Rotary Scholar Bram in Panama

Tuesday, April 24, 2007

...love is blind


A group of optometry students and doctors came down from Chicago to hand out free glasses and perform eye surgeries on the less fortunate for four days in a hospital in the outskirts of town, in Juan Diez. The program, called VOSH, is pretty big in the States and does some great work.

I was drafted to help translate eyeglass prescriptions and hand out some of the glasses. It was amazing how many people came out for the free glasses. People actually camped out starting at midnight the night before to get the chance to be fitted with a new pair of peepers. What were these guys thinking? I mean, I'd camp out for days for some Britney Spears tickets, but glasses? I guess we all have our priorities... For most of the poor in Panama, who make around 10 bucks a day, glasses are definitely a luxury worth waiting around for.

Having no experience at all in optometry, I had no idea how to read prescriptions but gave it the old college try. I remember my first patient: she was an old grandmother of about 60, who wanted something to make her look sexy for her husband. I told her if those fat-rimmed coke-bottle tri-focals don’t do the trick, nothing else will. With a feeling of new-found sexiness and thick pink Elton John-esque spectacles, she strutted happily back to her man.

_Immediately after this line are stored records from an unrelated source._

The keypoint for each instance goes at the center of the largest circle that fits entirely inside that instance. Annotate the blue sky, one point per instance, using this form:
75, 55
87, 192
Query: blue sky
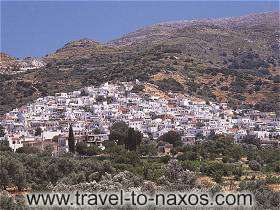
30, 28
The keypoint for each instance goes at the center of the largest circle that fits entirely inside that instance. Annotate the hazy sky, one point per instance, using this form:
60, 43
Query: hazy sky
38, 28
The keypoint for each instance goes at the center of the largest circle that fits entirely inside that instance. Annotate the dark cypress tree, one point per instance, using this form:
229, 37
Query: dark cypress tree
71, 140
133, 139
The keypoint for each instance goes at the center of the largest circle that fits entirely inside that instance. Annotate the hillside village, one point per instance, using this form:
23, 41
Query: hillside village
92, 110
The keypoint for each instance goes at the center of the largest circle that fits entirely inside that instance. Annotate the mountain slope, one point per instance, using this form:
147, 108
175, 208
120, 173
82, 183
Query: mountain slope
234, 60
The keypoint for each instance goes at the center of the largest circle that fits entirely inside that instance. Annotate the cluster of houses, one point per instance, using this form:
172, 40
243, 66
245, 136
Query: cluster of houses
92, 111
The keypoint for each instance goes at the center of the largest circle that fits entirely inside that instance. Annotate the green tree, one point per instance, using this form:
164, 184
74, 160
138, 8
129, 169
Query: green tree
71, 140
118, 132
2, 131
133, 139
38, 131
171, 137
4, 146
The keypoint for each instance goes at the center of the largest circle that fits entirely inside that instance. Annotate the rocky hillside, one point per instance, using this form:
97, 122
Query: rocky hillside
11, 65
234, 60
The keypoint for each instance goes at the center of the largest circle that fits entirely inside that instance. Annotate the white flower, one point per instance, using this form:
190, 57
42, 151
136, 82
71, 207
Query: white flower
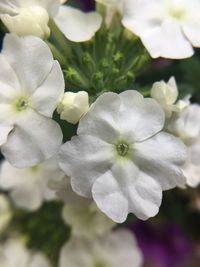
167, 28
166, 95
29, 187
31, 17
31, 86
80, 213
73, 106
113, 7
120, 157
5, 212
187, 127
116, 249
14, 254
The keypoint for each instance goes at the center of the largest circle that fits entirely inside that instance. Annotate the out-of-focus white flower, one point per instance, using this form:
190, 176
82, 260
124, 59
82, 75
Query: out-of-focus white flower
73, 106
31, 86
88, 221
116, 249
187, 127
31, 17
113, 7
14, 254
5, 212
167, 28
117, 157
29, 187
166, 95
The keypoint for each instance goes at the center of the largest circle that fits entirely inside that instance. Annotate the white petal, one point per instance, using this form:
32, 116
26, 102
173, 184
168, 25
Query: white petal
139, 117
191, 24
103, 112
33, 140
51, 6
76, 25
108, 195
4, 131
30, 58
161, 157
84, 159
162, 37
9, 84
124, 253
125, 189
27, 197
192, 31
46, 98
167, 41
11, 177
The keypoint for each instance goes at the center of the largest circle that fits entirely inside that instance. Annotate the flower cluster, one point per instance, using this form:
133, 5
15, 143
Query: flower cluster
76, 129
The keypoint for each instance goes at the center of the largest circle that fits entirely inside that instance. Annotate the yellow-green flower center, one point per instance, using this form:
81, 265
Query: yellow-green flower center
177, 12
22, 104
122, 149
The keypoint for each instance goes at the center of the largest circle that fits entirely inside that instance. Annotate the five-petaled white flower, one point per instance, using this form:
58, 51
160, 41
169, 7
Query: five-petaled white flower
31, 86
120, 157
187, 127
29, 187
167, 28
115, 249
31, 17
13, 253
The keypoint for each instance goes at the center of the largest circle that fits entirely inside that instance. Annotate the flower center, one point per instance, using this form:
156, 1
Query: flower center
22, 104
177, 12
122, 149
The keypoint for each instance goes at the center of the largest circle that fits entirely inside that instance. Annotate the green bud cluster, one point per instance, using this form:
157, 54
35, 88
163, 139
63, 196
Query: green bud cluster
110, 61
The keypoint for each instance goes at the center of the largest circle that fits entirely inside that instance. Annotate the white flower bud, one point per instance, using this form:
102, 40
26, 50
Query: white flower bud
31, 20
166, 95
73, 106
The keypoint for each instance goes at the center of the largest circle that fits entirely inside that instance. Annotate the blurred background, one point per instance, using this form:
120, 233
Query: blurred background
172, 238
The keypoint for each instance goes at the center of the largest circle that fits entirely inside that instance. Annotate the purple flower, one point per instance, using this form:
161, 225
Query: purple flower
163, 245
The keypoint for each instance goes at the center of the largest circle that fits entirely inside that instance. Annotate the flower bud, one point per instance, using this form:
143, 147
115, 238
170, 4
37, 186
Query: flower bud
73, 106
28, 21
166, 95
5, 212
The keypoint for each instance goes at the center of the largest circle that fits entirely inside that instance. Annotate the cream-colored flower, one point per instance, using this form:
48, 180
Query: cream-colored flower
73, 106
117, 159
167, 28
31, 17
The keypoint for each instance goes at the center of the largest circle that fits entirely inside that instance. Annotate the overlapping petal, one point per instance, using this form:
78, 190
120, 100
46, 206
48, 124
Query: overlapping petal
76, 25
30, 59
33, 139
85, 156
126, 189
161, 157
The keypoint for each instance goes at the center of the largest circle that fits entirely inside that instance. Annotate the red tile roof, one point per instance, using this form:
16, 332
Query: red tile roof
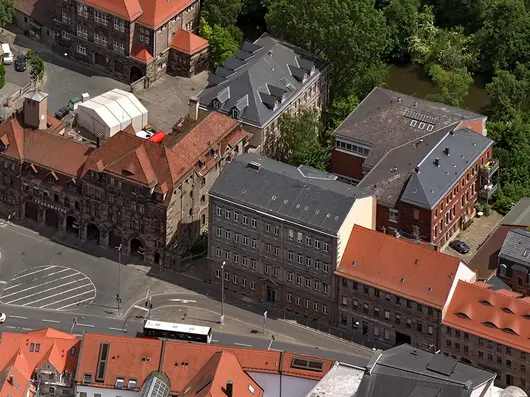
400, 267
188, 42
129, 357
125, 9
158, 12
499, 315
140, 53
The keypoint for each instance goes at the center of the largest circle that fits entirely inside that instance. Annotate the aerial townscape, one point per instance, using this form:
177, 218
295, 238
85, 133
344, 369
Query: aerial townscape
264, 198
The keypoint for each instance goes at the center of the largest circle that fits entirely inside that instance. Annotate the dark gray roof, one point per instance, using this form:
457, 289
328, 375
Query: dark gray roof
520, 214
404, 371
440, 170
516, 246
266, 66
301, 195
385, 120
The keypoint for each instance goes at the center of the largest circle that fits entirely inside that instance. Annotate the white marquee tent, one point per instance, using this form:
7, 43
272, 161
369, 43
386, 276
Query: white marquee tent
111, 112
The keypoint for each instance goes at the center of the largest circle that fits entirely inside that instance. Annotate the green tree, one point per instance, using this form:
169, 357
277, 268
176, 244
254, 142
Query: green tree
221, 12
7, 12
350, 34
340, 108
299, 141
402, 21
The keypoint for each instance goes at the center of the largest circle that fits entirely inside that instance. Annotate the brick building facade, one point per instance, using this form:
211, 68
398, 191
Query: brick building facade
428, 171
150, 197
278, 243
128, 39
392, 291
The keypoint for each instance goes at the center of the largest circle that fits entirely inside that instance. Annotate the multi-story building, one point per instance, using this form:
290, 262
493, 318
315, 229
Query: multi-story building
264, 80
428, 163
130, 39
150, 197
513, 266
281, 232
488, 328
41, 362
393, 291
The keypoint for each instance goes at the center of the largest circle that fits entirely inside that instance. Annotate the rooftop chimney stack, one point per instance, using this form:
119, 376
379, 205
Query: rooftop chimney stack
193, 108
229, 388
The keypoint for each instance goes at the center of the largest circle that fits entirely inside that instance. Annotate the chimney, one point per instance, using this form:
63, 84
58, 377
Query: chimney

The VOSH crew also did about 10 operations per day, mainly on cataracts. Well, about a month after the event, I was in an old 1984 cab with a cabbie who started rambling on about the University of Illinois. Being used to cabbies whose conversations are a string of semi-coherent gibberish, I wasn’t the least bit surprised when the cabbie jumped from talking about chicken soup to the fighting Illinois mid-sentence. What I didn’t realize was that the fighting Illinois he referred to were a group of docs from the VOSH clinic who fought off his cataract a month earlier.

As I yanked my arm back into the cab while he swerved to deftly avoid a road sign, I told him they might have operated on the wrong eye. He said he was practically blind before the operation, but now he can distinguish shapes and colors – which more than qualified him to keep driving a cab.